Vote with your dollars and buy more Aston Martins if you want to see this happen.
If things pan out well for Aston Martin, we may have a very different automaker in the next few decades than the one we see now. As we've recently found, Aston Martin is planning on diversifying its portfolio by stacking it full of grand touring coupes, supercars, hypercars, SUVs, and even a handful of Bentley-beating luxury sedans. These plans haven't changed, but what has is the how CEO Andy Palmer intends to do the branding for the Aston Martin luxury sedan of the future.
Speaking with Car and Driver, Palmer mentioned that Aston Martin's hugely expensive and little-known million dollar luxury sedan, the Lagonda Taraf, could see its name be borne by future luxury sedans from the British automaker.

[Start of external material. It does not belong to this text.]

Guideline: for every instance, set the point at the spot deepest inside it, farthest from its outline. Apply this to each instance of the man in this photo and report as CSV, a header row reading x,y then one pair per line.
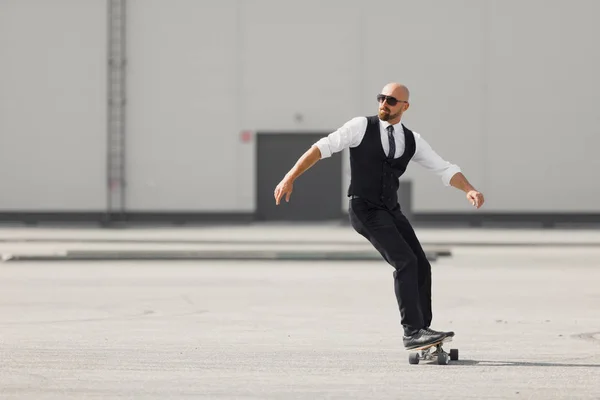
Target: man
x,y
380,150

The current ultra-limited sedan of the same name was brought back out of Aston Martin's history books after the brand, which used to build luxurious four-door sedans before its death in 1964, was axed. The name came back to life for an Aston Martin-branded sedan in 1976 and was later killed off again, only to be revived in its current rendition in 2014. If it comes back a fourth time, it would spawn a new range housing a number of luxury sedan models
"At the moment, I assume two cars. It could be one, it could be three—that will come out in the business case—but two is the most likely," claims Palmer. These would be aimed straight at Bentley, Rolls-Royce, and Maybach's sedans and appeal to those seeking stylish luxury limousines for their chauffeurs to drive them around in. As with Aston Martin's proposed supercars, these plans are nothing but words outlining Palmer's dreams for the company and no cars are being planned yet, but according to our rough outline of Aston Martin's four year plan, such vehicles could be in the drawing books within the next few years depending on how the automaker's latest range of cars sells.
One thing Palmer made sure to mention was the possibility that the Lagonda range, as well as other future Astons, could soon see electrification including a powertrain borrowed from the DBX SUV. "Emissions is obviously something that matters in a part of the market where cars tend to spend lots of time in cities," said Palmer. "Obviously any range of cars could be different in their powertrains from an Aston Martin. Everything is on the table." Given the current Lagonda's exclusivity, the general automotive community was never able to get too well acquainted to the car, but hopefully future models will have any semblance of the DB11's sex appeal.